Un grito sin palabras secó el barullo del salón. La madre, como sostenida por el aire, caminó hacia el féretro mientras la habitación se vaciaba. Él también se movió. Ella gritaba como una fruta que de podrida empieza a destilar jugos amargos. No hubiese imaginado que la madre de Jota  sería así, para él, aquella máquina de gritos debía ser una señora más alta, más gorda y con menos llanto sobre la lengua. No importaba. Él también le había mentido a Jairo sobre sus padres. 

-Viven en el Caribe. Por eso nunca están en la ciudad. 
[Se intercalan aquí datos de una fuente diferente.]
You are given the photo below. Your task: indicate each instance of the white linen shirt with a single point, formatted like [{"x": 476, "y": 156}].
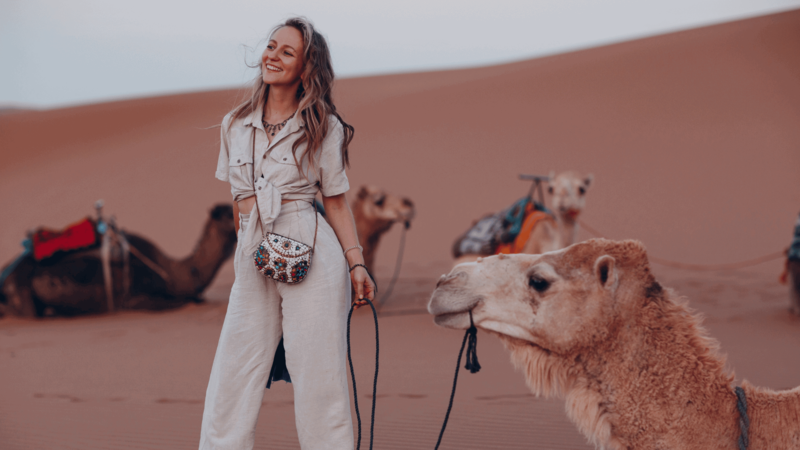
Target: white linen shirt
[{"x": 272, "y": 165}]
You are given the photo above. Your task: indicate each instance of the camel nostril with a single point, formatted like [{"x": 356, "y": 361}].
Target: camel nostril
[{"x": 449, "y": 278}]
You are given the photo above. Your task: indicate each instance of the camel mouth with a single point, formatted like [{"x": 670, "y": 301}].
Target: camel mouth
[{"x": 457, "y": 320}]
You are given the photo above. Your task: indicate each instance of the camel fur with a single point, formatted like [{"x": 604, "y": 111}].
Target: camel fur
[
  {"x": 72, "y": 283},
  {"x": 375, "y": 211},
  {"x": 591, "y": 324}
]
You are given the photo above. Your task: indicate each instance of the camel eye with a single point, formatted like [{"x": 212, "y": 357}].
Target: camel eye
[{"x": 538, "y": 284}]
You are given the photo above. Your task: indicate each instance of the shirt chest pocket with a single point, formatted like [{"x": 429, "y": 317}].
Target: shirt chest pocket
[
  {"x": 279, "y": 168},
  {"x": 240, "y": 172}
]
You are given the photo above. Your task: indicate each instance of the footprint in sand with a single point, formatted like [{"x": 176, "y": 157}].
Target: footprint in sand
[
  {"x": 412, "y": 395},
  {"x": 178, "y": 400},
  {"x": 506, "y": 397},
  {"x": 69, "y": 398}
]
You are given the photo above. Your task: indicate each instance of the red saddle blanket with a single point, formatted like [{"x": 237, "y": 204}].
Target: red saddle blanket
[{"x": 78, "y": 235}]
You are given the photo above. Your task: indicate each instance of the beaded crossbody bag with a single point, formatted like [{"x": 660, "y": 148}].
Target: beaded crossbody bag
[{"x": 281, "y": 258}]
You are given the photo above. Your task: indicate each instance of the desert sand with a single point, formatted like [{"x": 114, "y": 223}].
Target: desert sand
[{"x": 693, "y": 140}]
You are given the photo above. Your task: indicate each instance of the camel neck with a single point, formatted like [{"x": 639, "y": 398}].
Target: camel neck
[
  {"x": 191, "y": 275},
  {"x": 567, "y": 230},
  {"x": 774, "y": 418},
  {"x": 369, "y": 234},
  {"x": 659, "y": 373}
]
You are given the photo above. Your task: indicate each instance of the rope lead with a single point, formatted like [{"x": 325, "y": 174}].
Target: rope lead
[
  {"x": 744, "y": 421},
  {"x": 472, "y": 348},
  {"x": 472, "y": 365}
]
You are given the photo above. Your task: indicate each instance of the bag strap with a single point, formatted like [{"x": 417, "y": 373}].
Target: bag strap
[{"x": 313, "y": 205}]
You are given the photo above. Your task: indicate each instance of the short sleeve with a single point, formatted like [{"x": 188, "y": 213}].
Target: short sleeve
[
  {"x": 333, "y": 180},
  {"x": 222, "y": 162}
]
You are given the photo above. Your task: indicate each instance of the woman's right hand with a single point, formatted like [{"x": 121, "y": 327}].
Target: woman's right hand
[{"x": 363, "y": 285}]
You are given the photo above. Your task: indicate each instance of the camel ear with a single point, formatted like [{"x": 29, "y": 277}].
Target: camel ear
[{"x": 605, "y": 269}]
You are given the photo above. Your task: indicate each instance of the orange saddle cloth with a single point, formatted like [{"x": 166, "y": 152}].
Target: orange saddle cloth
[
  {"x": 518, "y": 244},
  {"x": 78, "y": 235}
]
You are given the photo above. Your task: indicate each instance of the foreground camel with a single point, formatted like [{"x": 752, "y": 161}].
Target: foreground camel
[
  {"x": 590, "y": 323},
  {"x": 375, "y": 212},
  {"x": 568, "y": 198},
  {"x": 73, "y": 283}
]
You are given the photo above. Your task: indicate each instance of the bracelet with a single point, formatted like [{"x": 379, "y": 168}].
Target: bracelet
[
  {"x": 360, "y": 248},
  {"x": 359, "y": 265}
]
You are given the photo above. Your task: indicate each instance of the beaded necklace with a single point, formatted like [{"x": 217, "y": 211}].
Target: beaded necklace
[{"x": 272, "y": 129}]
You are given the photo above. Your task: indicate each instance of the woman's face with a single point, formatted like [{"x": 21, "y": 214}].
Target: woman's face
[{"x": 282, "y": 60}]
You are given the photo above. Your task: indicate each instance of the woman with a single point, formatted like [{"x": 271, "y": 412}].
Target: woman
[{"x": 278, "y": 149}]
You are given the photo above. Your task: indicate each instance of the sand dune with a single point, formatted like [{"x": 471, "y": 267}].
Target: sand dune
[{"x": 692, "y": 137}]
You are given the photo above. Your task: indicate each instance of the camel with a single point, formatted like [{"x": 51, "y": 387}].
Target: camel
[
  {"x": 791, "y": 277},
  {"x": 590, "y": 323},
  {"x": 375, "y": 212},
  {"x": 568, "y": 198},
  {"x": 72, "y": 283}
]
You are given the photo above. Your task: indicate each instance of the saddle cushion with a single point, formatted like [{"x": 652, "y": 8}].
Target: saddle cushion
[
  {"x": 76, "y": 236},
  {"x": 518, "y": 244}
]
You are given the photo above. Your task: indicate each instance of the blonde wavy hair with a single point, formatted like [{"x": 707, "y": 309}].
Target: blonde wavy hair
[{"x": 315, "y": 96}]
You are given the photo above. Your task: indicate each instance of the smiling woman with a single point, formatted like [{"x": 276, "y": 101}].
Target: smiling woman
[{"x": 279, "y": 148}]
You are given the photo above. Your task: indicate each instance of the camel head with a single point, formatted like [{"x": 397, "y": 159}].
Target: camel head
[
  {"x": 382, "y": 209},
  {"x": 375, "y": 212},
  {"x": 568, "y": 193},
  {"x": 561, "y": 302}
]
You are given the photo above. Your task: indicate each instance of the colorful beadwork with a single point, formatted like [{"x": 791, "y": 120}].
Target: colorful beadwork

Sin embargo, aquella mujer resultaba siendo lo más familiar que había visto desde que ingresó al cementerio. La amiga que por teléfono había prometido un abrazo de consuelo, no estaba; dos o tres compañeros que pensaba encontrarse, tampoco; y el cuerpo, lo único conocido y memorizado para él, lo que motivaba aquella cita, parecía no estar ahí. “Desafortunado encuentro”, pensó, y reafirmo su idea de no creer en la muerte, al menos en los rituales mortuorios. 

Salió a buscar un café y al regresar leyó en la cartelera que se estiraba sobre la puerta del velatorio: “Jairo Hernández. Sala 6”.

Repasó las letras. 

Jairo Hernández. Fernández. Hernández. Jairo. Jota. Juego. Jugo. Muerte. Coja. Ardor. Sudor.  Amor. Canción. Soledad. Calle. Amor. Aquí huele a gamín. ¿Quieres caminar? Sigamos por aquí. Me duele. Tengo sueño. Vamos a comer. Esta noche no puedo. La otra semana puede ser. 

Quiso bostezar, pero pensó en Jairo y se le cerró la boca con un suspiro. Volvió a repasar la escena de muerte que tenía en frente y se quitó el buzo azul para destapar la imagen de una caricatura fluorescente que se estallaba sobre una camiseta blanca. 

No intentó buscar una nueva sala de velación, ni trató de redimir su deuda con el cuerpo. Salió del cementerio con el suéter sobre los hombros, sintiendo las mangas vacías rebotándole en la espalda. Caminó hasta el siguiente parque, donde se sentó a esperar que el sol, cansado del día, se hiciera azul.